Обстоятельства переменились, и истинная французская веселость стала редким явлением в парижских собраниях (приближаемся к полюсу "Пиковой дамы"! — Н.Э.). Начались страшные игры; молодые дамы съезжались по вечерам, чтобы разорять друг друга, метали карты направо и налево и забывали искусство граций, искусство нравиться (полное противоречие с "Записками" Натальи Петровны Голицыной! — Н.Э.)".

Крайне любопытно.

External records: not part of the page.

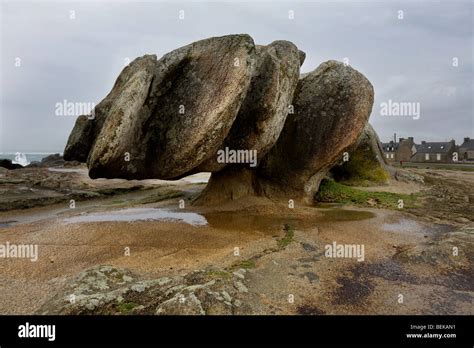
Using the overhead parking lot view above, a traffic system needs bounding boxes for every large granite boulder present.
[196,40,303,172]
[65,35,256,180]
[258,60,374,202]
[64,36,376,206]
[63,55,158,163]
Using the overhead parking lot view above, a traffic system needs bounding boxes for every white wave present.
[12,152,29,166]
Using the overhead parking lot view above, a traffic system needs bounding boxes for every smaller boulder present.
[331,124,391,185]
[259,60,375,203]
[0,159,23,170]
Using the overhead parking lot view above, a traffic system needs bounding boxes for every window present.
[385,154,389,159]
[436,153,441,161]
[425,153,430,161]
[390,154,394,159]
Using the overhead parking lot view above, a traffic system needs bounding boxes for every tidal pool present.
[203,208,375,233]
[63,208,208,226]
[319,209,375,222]
[48,168,87,173]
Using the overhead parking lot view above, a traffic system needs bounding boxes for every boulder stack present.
[64,34,376,205]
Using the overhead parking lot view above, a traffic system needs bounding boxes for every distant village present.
[382,136,474,164]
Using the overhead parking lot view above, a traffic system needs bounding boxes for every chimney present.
[464,137,470,143]
[394,133,397,143]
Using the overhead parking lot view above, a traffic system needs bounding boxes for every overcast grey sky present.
[0,0,472,152]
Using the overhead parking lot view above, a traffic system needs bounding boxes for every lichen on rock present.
[331,123,391,186]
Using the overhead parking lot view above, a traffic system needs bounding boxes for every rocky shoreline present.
[0,163,473,315]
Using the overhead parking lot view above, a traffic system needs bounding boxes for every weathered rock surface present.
[394,228,474,268]
[138,34,255,179]
[38,265,251,315]
[0,159,23,170]
[64,55,158,163]
[328,124,425,186]
[65,35,256,180]
[258,60,374,202]
[197,40,303,172]
[394,169,424,184]
[193,166,261,205]
[26,153,81,168]
[331,123,391,185]
[0,164,171,212]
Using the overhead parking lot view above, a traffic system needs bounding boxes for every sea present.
[0,152,59,166]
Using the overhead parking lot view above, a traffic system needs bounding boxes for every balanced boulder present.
[64,55,158,163]
[63,36,376,206]
[65,35,256,180]
[258,60,374,202]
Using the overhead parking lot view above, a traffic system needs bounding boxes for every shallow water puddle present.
[203,212,297,233]
[0,220,18,228]
[319,209,375,222]
[63,208,208,226]
[203,208,375,233]
[181,173,210,184]
[47,167,87,173]
[382,218,424,233]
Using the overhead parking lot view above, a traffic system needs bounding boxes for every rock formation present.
[330,123,391,185]
[257,60,374,202]
[64,34,376,205]
[26,153,81,168]
[195,40,303,173]
[330,124,426,186]
[0,159,23,170]
[66,35,256,180]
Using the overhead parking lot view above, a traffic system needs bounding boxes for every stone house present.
[382,137,417,163]
[381,141,398,162]
[458,137,474,161]
[397,137,417,162]
[411,140,456,163]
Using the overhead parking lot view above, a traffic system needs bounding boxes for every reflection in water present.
[319,209,375,222]
[203,209,375,233]
[62,206,375,231]
[203,212,298,233]
[48,168,87,173]
[63,208,208,226]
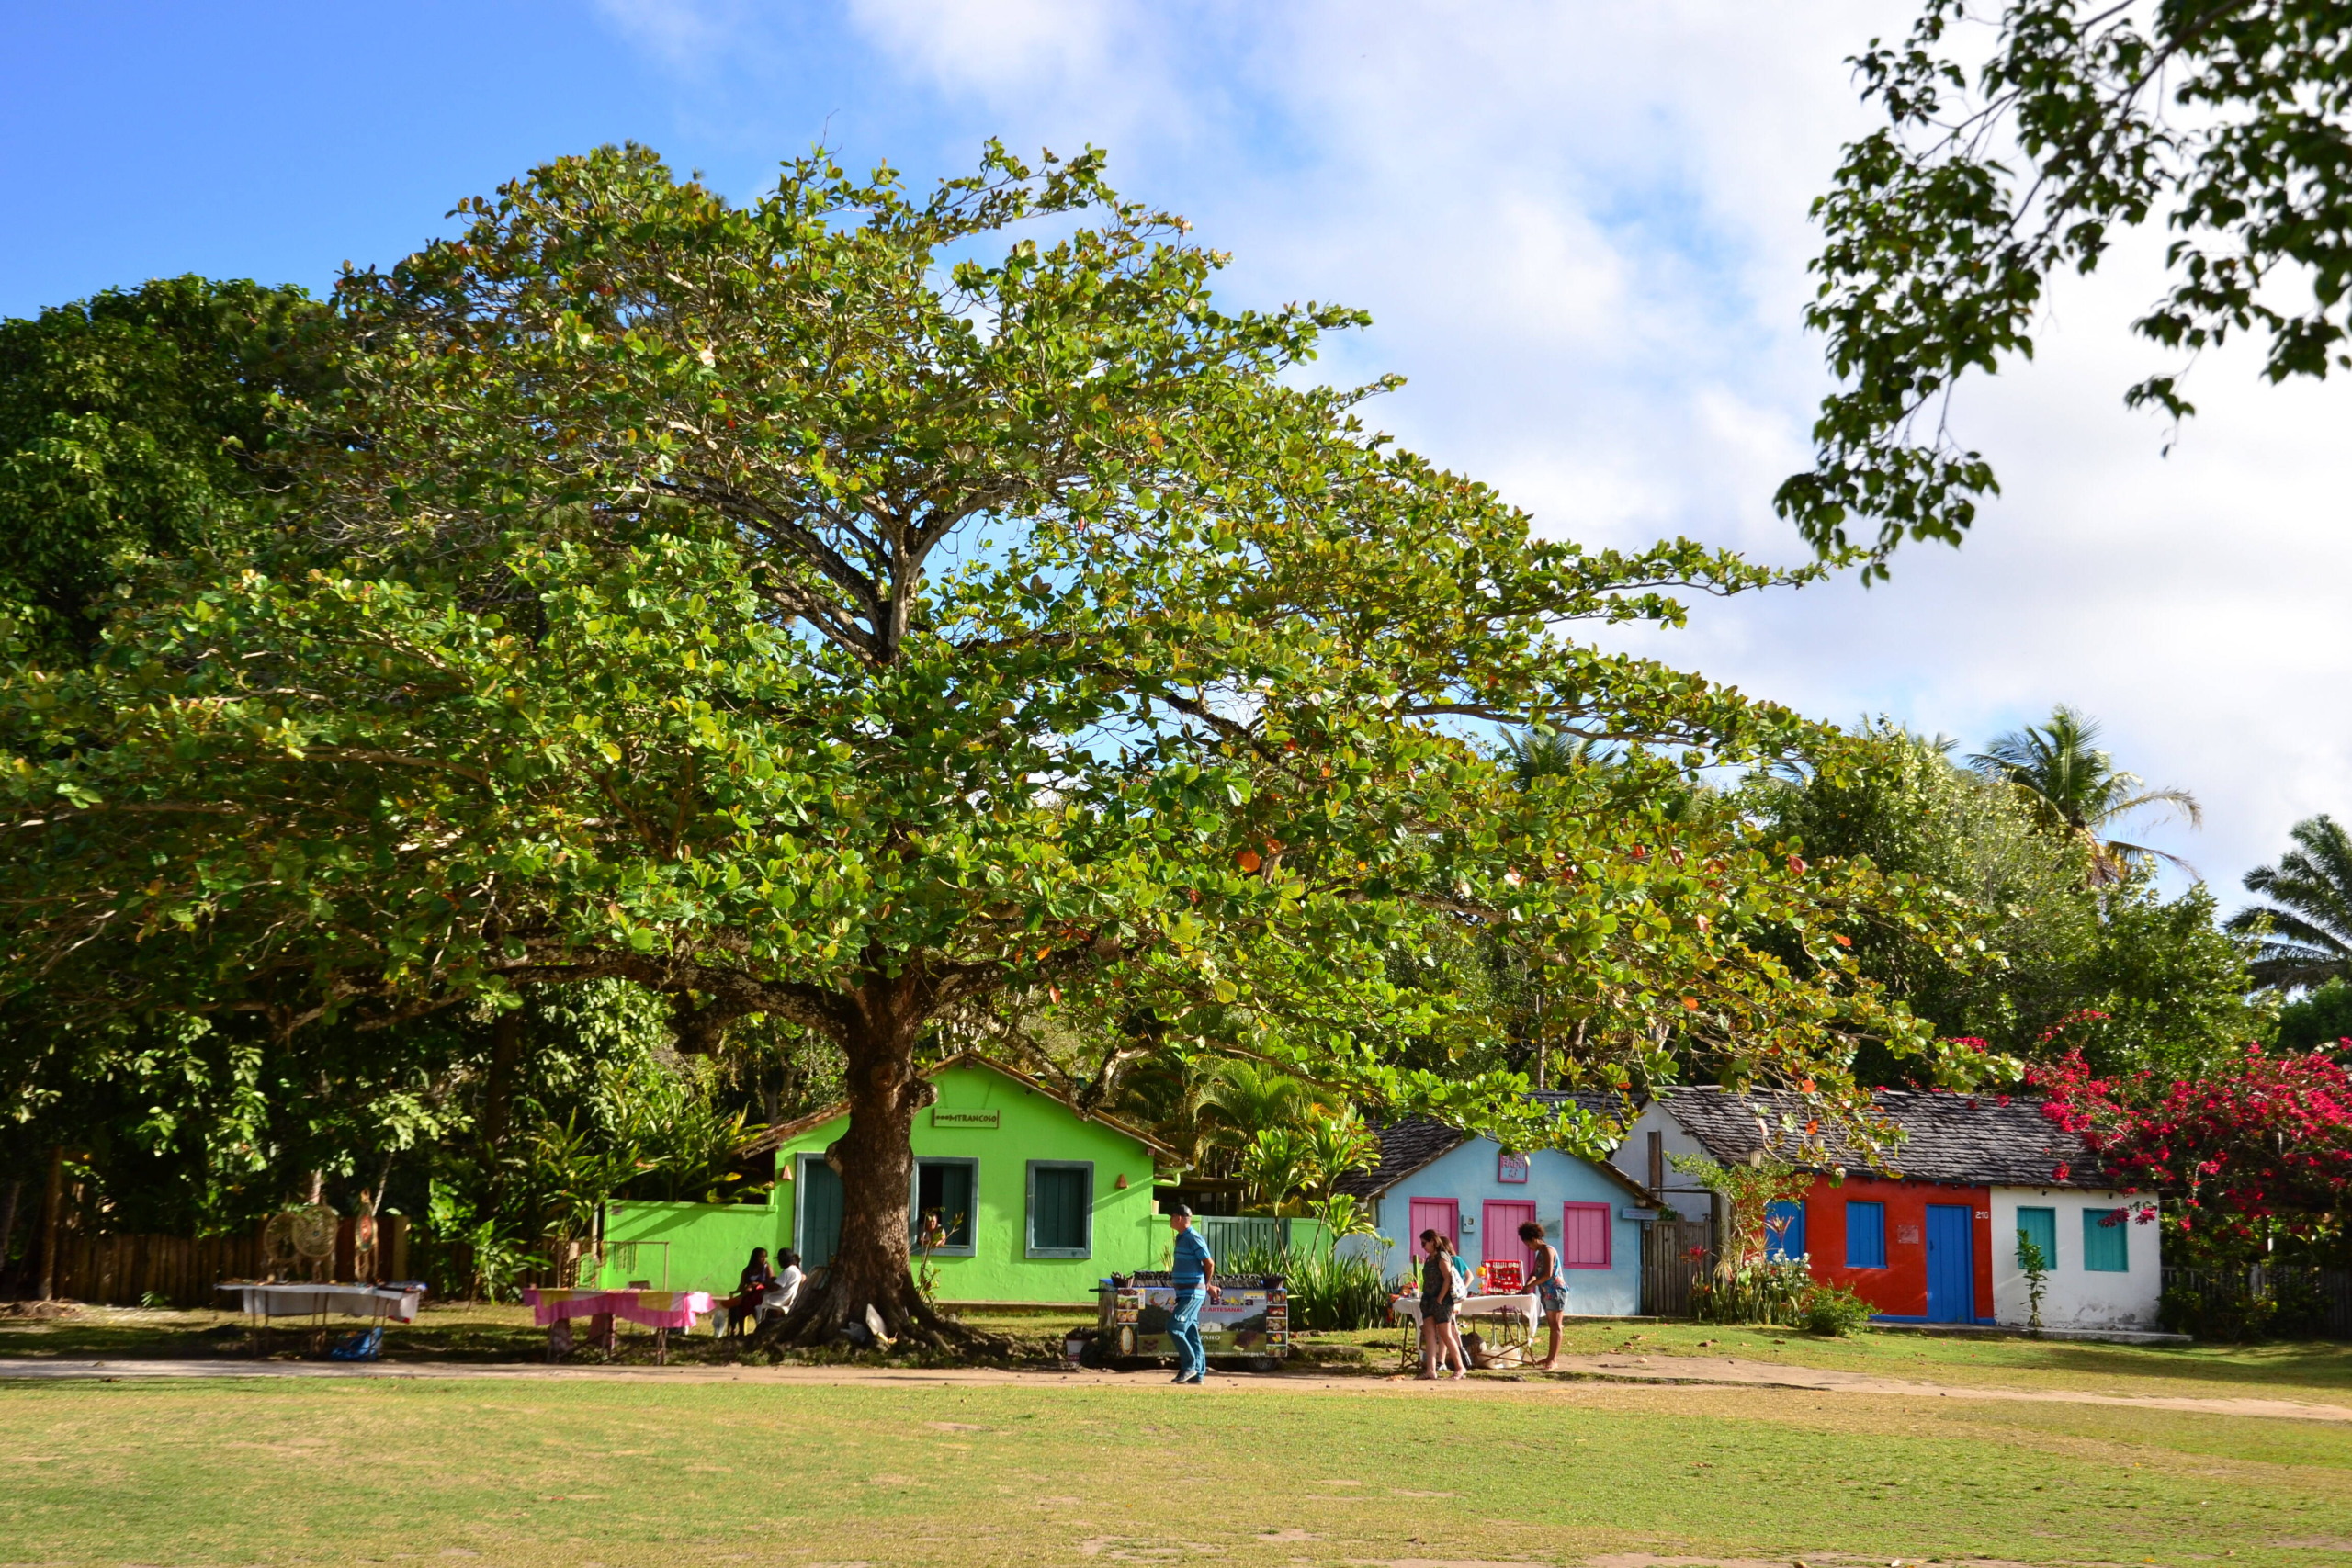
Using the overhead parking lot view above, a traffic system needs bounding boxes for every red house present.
[1613,1087,2108,1325]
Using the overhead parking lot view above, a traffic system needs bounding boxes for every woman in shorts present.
[1521,1219,1568,1370]
[1418,1230,1465,1380]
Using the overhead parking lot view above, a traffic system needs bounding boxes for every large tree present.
[1779,0,2352,572]
[0,145,1973,1345]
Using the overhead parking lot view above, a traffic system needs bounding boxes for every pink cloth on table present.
[524,1288,713,1329]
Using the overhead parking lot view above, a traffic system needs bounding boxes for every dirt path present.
[3,1350,2348,1424]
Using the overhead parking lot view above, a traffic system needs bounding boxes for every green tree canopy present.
[0,276,328,653]
[1751,720,2261,1078]
[1778,0,2352,572]
[0,145,1975,1344]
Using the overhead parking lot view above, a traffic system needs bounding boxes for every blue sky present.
[8,0,2348,902]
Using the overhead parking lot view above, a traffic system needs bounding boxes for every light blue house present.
[1334,1099,1657,1316]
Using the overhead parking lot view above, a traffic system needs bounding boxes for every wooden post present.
[36,1145,63,1301]
[385,1214,410,1284]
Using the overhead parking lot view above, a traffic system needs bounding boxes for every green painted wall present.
[596,1197,782,1296]
[602,1062,1167,1304]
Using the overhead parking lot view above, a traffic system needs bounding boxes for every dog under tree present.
[0,145,1974,1348]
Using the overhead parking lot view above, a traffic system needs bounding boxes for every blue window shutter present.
[1846,1201,1886,1269]
[2016,1206,2057,1269]
[2082,1207,2129,1272]
[1765,1200,1807,1260]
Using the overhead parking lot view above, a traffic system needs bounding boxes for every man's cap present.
[1168,1202,1193,1218]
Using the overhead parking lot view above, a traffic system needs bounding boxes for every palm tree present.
[2227,815,2352,990]
[1198,1060,1318,1147]
[1969,705,2201,885]
[1500,727,1603,788]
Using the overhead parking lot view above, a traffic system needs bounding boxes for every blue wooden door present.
[1925,1204,1974,1322]
[798,1156,844,1270]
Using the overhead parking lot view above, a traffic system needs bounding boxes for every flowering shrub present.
[2030,1043,2352,1244]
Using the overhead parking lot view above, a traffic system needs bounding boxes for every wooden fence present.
[2162,1265,2352,1338]
[1640,1219,1713,1317]
[45,1217,411,1309]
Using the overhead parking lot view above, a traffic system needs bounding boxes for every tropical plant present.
[1299,1105,1381,1198]
[2229,815,2352,992]
[1779,0,2352,572]
[1308,1190,1382,1245]
[1970,707,2200,885]
[1238,1126,1319,1215]
[1199,1062,1321,1148]
[2017,1231,2051,1336]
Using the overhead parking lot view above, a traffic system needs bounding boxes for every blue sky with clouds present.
[8,1,2347,903]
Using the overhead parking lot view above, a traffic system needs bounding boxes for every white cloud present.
[597,0,2352,899]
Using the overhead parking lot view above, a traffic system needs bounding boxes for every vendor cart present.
[1091,1272,1290,1371]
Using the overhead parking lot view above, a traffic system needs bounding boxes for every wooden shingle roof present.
[1657,1085,2109,1189]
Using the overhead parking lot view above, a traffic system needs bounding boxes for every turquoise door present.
[798,1157,844,1269]
[1926,1204,1974,1322]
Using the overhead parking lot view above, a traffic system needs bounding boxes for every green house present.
[599,1055,1182,1306]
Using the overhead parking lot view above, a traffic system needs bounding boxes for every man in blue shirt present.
[1166,1204,1218,1384]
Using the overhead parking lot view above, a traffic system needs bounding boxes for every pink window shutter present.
[1562,1201,1611,1269]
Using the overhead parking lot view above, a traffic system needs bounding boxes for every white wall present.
[1608,1100,1720,1242]
[1989,1188,2163,1330]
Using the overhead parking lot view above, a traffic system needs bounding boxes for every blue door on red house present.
[1925,1204,1974,1322]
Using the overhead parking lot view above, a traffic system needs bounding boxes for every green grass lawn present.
[6,1371,2351,1567]
[1300,1316,2352,1401]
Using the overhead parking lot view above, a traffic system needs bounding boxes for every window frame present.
[1024,1159,1095,1259]
[910,1156,980,1258]
[2081,1205,2130,1272]
[1845,1200,1888,1269]
[2015,1205,2058,1270]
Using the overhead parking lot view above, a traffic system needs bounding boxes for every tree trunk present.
[0,1176,21,1291]
[754,976,1000,1354]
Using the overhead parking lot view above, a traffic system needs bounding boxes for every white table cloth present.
[218,1283,425,1323]
[1390,1292,1540,1332]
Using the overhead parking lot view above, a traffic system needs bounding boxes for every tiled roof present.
[1331,1115,1464,1199]
[1656,1085,2108,1189]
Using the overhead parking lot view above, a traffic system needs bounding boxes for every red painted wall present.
[1798,1176,1994,1321]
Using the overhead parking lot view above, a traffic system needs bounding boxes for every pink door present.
[1484,1200,1537,1275]
[1407,1198,1458,1256]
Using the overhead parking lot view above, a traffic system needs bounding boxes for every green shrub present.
[1802,1282,1873,1337]
[1226,1239,1395,1331]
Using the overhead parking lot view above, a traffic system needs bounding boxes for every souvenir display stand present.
[1092,1272,1290,1370]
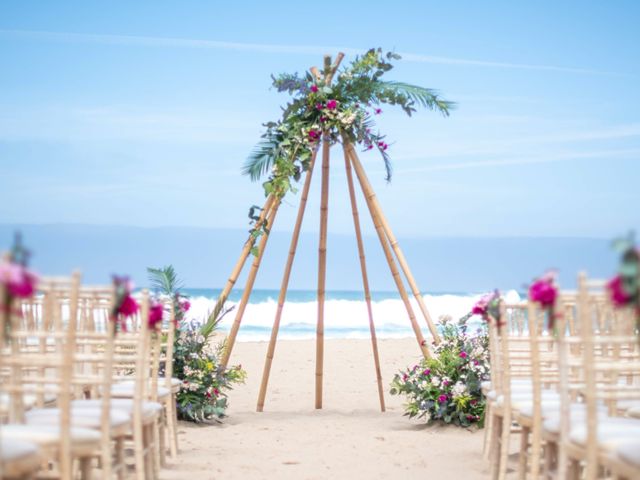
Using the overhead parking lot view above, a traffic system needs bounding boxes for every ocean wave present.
[182,290,521,341]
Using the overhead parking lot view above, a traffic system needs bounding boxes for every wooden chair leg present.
[158,410,167,468]
[490,412,503,479]
[483,400,494,460]
[134,422,146,480]
[518,425,530,480]
[115,436,126,480]
[167,394,179,458]
[498,412,512,480]
[78,457,93,480]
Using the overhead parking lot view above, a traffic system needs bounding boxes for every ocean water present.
[181,288,523,341]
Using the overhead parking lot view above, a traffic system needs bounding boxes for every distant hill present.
[0,224,617,292]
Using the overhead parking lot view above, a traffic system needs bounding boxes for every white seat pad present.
[0,437,39,462]
[627,406,640,419]
[616,439,640,467]
[569,417,640,450]
[72,398,163,419]
[25,407,130,429]
[111,382,171,399]
[1,424,101,448]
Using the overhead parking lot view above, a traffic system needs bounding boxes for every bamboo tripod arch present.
[219,53,441,412]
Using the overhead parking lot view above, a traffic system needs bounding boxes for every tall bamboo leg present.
[316,136,330,409]
[345,143,440,344]
[345,145,431,359]
[343,146,386,411]
[221,201,281,368]
[256,150,319,412]
[217,194,275,303]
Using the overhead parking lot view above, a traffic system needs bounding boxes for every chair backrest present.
[1,272,81,479]
[577,271,640,479]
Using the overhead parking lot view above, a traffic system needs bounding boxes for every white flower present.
[451,381,467,399]
[430,376,440,387]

Карточная игра здесь как некий признак упадка и скуки, даже дамы вовлечены в нее, ситуация совершенно "пиководамская". Армида не ведает, какие фурии вскоре обрушатся на людей, впереди тот гром, который разделит этот мир и далее создаст другой — внуков пиковой дамы.

Конечно, мы не имеем достаточно оснований (не имея черновиков), чтобы сказать, что толчок существенным мыслям Пушкина порожден был чтением этого текста, который Пушкин, естественно, читал с детства. Понятно, что он лег на другие сложные ассоциации и размышления, в основном связанные с событиями 1830-1831 годов, когда приходит новый тур революции, заставивший особо остро взглянуть на время, отдаленное на 50 — 60 лет, поэтому начало этой ситуации и ее конец сопрягались, и в 1830 году строки Карамзина умножались на историческое знание и размышление. Думаю, что если положить рядом текст Карамзина и текст "Вельможи", то мы получим второй пласт идей, ведущих к "Пиковой даме".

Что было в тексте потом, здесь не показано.